日本では、残念ながら、「1%対99%」の構図は十分に認識されていません。図に示すように、安倍政治は呆れるほどに「1%のための政治」です。ほとんどの政策が一般国民にはメリットがなく、損ばかりなのですが・・・。十分に認識されていない唯一無二の理由は、安倍政権が徹底的にメディアに介入し操作しているからです。

「1%のための政治」の最大の弱みは、「99%が事実をありのままに知る」ことです。99%が正確に事実を知れば、1%のためではなく、99%のための政治を求めるに決まっています。圧倒的に多数なのですから、たちまち政権はひっくり返ります。我々99%自身が事実を認識すること、それを広めることが、安倍政権と闘う正道です。

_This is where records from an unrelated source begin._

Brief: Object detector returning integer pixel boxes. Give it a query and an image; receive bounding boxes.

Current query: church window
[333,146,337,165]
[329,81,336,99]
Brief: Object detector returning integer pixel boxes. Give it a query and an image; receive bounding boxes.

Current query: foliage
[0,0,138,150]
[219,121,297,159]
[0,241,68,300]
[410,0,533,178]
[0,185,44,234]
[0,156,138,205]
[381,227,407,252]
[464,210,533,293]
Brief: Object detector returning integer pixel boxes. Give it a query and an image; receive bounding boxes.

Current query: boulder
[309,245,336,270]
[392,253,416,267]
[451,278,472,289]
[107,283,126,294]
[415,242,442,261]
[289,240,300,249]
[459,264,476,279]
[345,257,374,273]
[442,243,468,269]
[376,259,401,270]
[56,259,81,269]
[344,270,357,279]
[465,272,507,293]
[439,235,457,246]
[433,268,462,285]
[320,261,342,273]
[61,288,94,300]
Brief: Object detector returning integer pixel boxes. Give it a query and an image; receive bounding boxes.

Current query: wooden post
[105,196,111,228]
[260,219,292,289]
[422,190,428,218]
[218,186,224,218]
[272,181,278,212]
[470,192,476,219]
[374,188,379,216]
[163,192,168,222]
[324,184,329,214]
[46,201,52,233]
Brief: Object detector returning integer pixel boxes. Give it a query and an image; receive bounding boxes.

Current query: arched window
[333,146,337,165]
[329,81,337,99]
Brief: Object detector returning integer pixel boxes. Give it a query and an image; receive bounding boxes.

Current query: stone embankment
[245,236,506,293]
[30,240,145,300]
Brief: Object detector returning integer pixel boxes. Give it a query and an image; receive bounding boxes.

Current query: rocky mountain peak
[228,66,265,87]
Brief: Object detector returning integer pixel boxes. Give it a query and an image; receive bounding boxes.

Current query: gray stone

対比表は安倍政治に対するほぼ全否定になっています。表には含まれない次の3点(円安、建築好況、若者雇用の改善)は、アベノミクスの成果と一般には誤解されているかも知れないので、もう少し言葉を追加します。

1)円安
先行していた米欧と競うように、日銀の異次元金融緩和により、通貨安の政策をとりました。輸出企業にとってはプラス。しかし生産の国内回帰は極めて限定的であり(雇用は増えない)、輸出はほとんど伸びないという意外な現実です。日本の将来の人口減を見越しての企業判断なのでしょうか。海外子会社から受け取る配当金は、円ベースでは増額します。また観光業にも大いにプラスで、訪日外国人数は最高を更新し続けています。
他方、一般国民は輸入品価格の高騰(特に食品)で損をしています。国民の8割には円安はマイナスと言われており、つまり日本全体にはマイナスです。輸出企業の社員でさえ、物価上昇に見合うだけの賃上げがあったのは少数でしょう。
消費支出が伸びず、日本経済が成長軌道に乗らない原因は、消費税増税と円安です。

2)建築好況
東日本大震災の復興需要に起因します。住宅40万戸が全半壊し、堤防や市街地嵩上げなど土木工事もあり、復興需要は莫大で広範囲に及びます。人手不足や建築資材の高騰を忽ち招き、復興のペースは遅く、予算も消化しきれない実態があります。東京オリンピックは、この事態をさらに悪化させ、復興を遅らせているだけです。

3)若者雇用の改善
現在の日本の年齢人口構成に起因します。単純に、大量に退職していく団塊世代を、若い新入社員で補充できていないだけです。


2017/03/21記:比較表を小修正(左右入れ替えなど)。